What This Period Encompasses
The instrumental turn refers to the growing reliance on mechanical and physical devices to observe the atmosphere. Measurement altered not only what could be known, but how knowledge was evaluated.
During this period:
• Weather observations became increasingly numerical
• Instruments introduced the need for calibration and standardization
• Observations could be compared across time and location
• Subjective judgment gave way, gradually, to recorded data
Rather than replacing earlier ideas immediately, instruments coexisted with older explanatory frameworks, reshaping them over time.
Time Period Covered
This section broadly spans:
• The late medieval and early modern period
• The introduction of early thermometers, barometers, and rain gauges
• The gradual spread of instrumental observation through the 17th and 18th centuries
While precise dates vary by region and instrument, this era represents the transition from qualitative observation to quantitative measurement, preceding the rise of coordinated observation networks.
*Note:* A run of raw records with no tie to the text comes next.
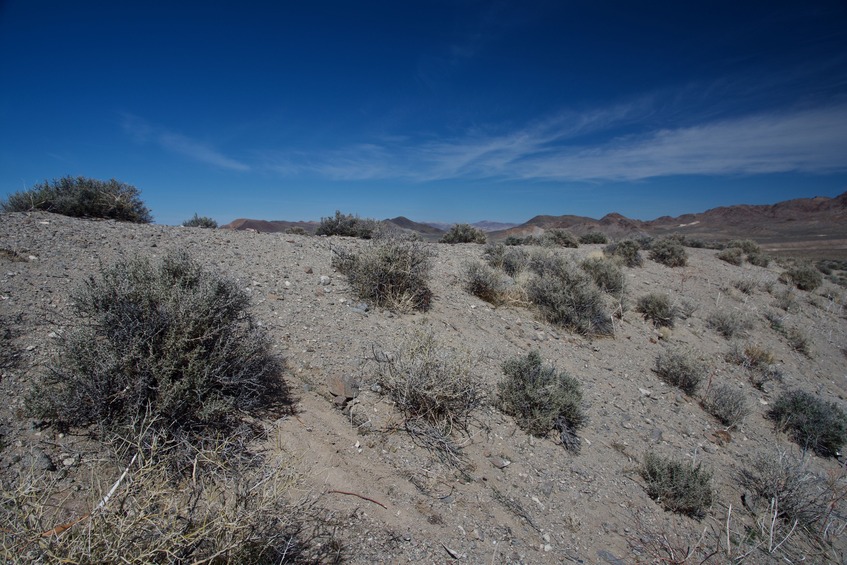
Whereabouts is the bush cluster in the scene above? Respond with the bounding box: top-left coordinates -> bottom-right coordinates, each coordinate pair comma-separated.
701,383 -> 750,428
27,251 -> 285,466
440,223 -> 486,244
641,452 -> 713,518
717,247 -> 743,266
373,328 -> 482,465
1,176 -> 152,223
542,229 -> 579,248
706,309 -> 751,339
781,264 -> 823,292
649,238 -> 688,267
580,257 -> 625,295
333,237 -> 434,311
768,390 -> 847,457
726,239 -> 761,254
604,239 -> 643,267
182,213 -> 218,228
525,253 -> 612,336
578,231 -> 608,244
636,293 -> 677,328
655,346 -> 706,395
317,210 -> 378,238
463,261 -> 508,305
485,243 -> 529,277
747,253 -> 771,268
499,351 -> 585,452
What You’ll Find in This Section
• The origins of early meteorological instruments
• How measurement changed the language of weather description
• Early challenges in accuracy, consistency, and interpretation
• The cultural and scientific implications of quantifying the atmosphere
Entries in this section focus on how instruments altered meteorological practice, rather than on technical specifications alone.
Timeline Archive
(Articles will be added as research is completed.)
Planned Additional Articles:
The Thermoscope to Thermometer: Measuring Heat and Cold
Instruments and Experimentation in the Scientific Revolution
Strena Seu de Nive Sexangula and the Geometry of Snowflakes
The Rain Gauge and the Measurement of Precipitation
The Anemometer and the Quantification of Wind
Torricelli’s Barometer and the Discovery of Atmospheric Pressure
Air, Pressure, and the Vacuum Debate
The Hygrometer and the Measurement of Humidity
Edmond Halley and the Mapping of Global Winds
Dew Point, Condensation, and Early Hygrometric Tables
Standardization and the Problem of Measurement Scales
How This Period Connects to the Archive
The instrumental turn links early conceptual explanations to later developments in meteorology. It:
• Builds on ideas introduced in Antiquity & Early Weather Knowledge
• Enables advances explored in Forecasting & Theory
• Lays the groundwork for Institutions & Networks by making standardized observation possible
Without instruments, large-scale comparison and coordinated forecasting could not emerge.
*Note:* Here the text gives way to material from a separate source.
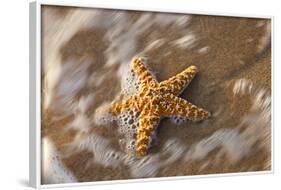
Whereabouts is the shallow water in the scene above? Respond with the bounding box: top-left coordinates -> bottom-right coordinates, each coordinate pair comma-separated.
41,5 -> 271,184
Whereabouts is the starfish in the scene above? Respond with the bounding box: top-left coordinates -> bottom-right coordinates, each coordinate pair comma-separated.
108,56 -> 210,156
A Note on Sources and Interpretation
Early instruments varied widely in construction and use, and their readings were often difficult to compare. Entries in this section draw on original descriptions, surviving instruments, and historical analysis to place measurements within their proper context.
Where data quality or interpretation is uncertain, those limitations are discussed as part of the historical process rather than treated as errors.